I) CONCLUSION & COMMENTS

The judgment reaffirms a protective doctrine for owners in the wake of legislative repeals: administrative entries cannot be substitutes for tangible, demonstrable possession. Practically, the decision functions as a caution to revenue authorities to meticulously document possession processes and to litigants that courts will probe beyond paper records when repeal-saving provisions are contested.
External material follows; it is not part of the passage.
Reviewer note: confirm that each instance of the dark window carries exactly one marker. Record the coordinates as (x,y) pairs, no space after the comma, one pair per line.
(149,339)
The decision consolidates Hari Ram line and clarifies that ss.10(5)–(6) impose mandatory steps whose substance not merely form determines whether a post-repeal restoration arises. For practitioners, obtain early injunctive relief where possession is disputed and insist on contemporaneous evidentiary material from the State; for administrators, ensure service, chronological file notings, panchas’ affidavits and immediate handover to beneficiary departments.

Finally, the Court’s restraint on intra-court appellate interference strengthens the primacy of reasoned Single-Judge fact-finding in writ adjudication.

J) REFERENCES

a. Important Cases Referred

  1. State of Uttar Pradesh v. Hari Ram, (2013) 4 SCC 280.
  2. Vipin Chandra Vadilal Bavishi v. State of Gujarat, (2016) 4 SCC 531.
  3. Sita Ram Bhandari Society v. Lieutenant Governor of NCT of Delhi, (2009) 10 SCC 501.
  4. Raghbir Singh Sehrawat v. State of Haryana, (2012) (cited in judgment).
  5. Omprakash Verma v. State of A.P., (2010) 13 SCR 302 (cited).

b. Important Statutes Referred

  1. Urban Land (Ceiling & Regulation) Act, 1976 (Central Act 33 of 1976).
  2. Urban Land (Ceiling & Regulation) Repeal Act, 1999 (with s.3 saving provision).

c. Primary Judgment (the file analysed)
M/s A.P. Electrical Equipment Corporation v. The Tahsildar & Ors., [2025] 2 S.C.R. 1625; 2025 INSC 274.